Referring to some of the other messages in this thread, ip_conntrack seems
to be blamed.

Conntrack is registered at the NF_IP_PRE_ROUTING hook and calls ip_defrag
for all skb's it receives. But we don't touch the dev member of the skb
at all...

Or is there something wrong with:

- packet arrives in net/ipv4/ip_input.c:ip_rcv()
- netfilter hook NF_IP_PRE_ROUTING is called
- net/ipv4/netfilter/ip_conntrack_core.c:ip_conntrack_in() is called
- net/ipv4/netfilter/ip_conntrack_core.c:ip_ct_gather_frags() is called
- net/ipv4/ip_input.c:ip_defrag() is called

Isn't the skb->dev member supposed to still point to the receiving
device?


> David S. Miller

--
Live long and prosper
- Harald Welte / [email protected] http://www.gnumonks.org
============================================================================
GCS/E/IT d- s-: a-- C+++ UL++++$ P+++ L++++$ E--- W- N++ o? K- w--- O- M-
V-- PS+ PE-- Y+ PGP++ t++ 5-- !X !R tv-- b+++ DI? !D G+ e* h+ r% y+(*)

2000-12-15 00:59:18

by David Miller

[permalink] [raw]
Subject: Re: Netfilter is broken (was Re: ip_defrag is broken (was: Re: test12 lockups -- need feedback))
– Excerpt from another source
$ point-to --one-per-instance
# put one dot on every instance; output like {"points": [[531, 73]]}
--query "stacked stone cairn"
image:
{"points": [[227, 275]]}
Date: Fri, 15 Dec 2000 01:20:00 +0100
From: Harald Welte <[email protected]>

Or is there something wrong with:

- packet arrives in net/ipv4/ip_input.c:ip_rcv()
- netfilter hook NF_IP_PRE_ROUTING is called
- net/ipv4/netfilter/ip_conntrack_core.c:ip_conntrack_in() is called
- net/ipv4/netfilter/ip_conntrack_core.c:ip_ct_gather_frags() is called
- net/ipv4/ip_input.c:ip_defrag() is called

Isn't the skb->dev member supposed to still point to the receiving
device?

No, once you submit the packet to the defrag layer, that SKB
instance is owned by the defrag layer.

One way to do what netfilter wants to do, but legally, is to
simply skb_clone() the SKB before passing it into the
defragmentation code.

I'm still deciding whether this is the best fix.

Later,
David S. Miller
[email protected]

2000-12-15 01:19:30

by Andi Kleen

[permalink] [raw]
Subject: Re: Netfilter is broken (was Re: ip_defrag is broken (was: Re: test12 lockups -- need feedback))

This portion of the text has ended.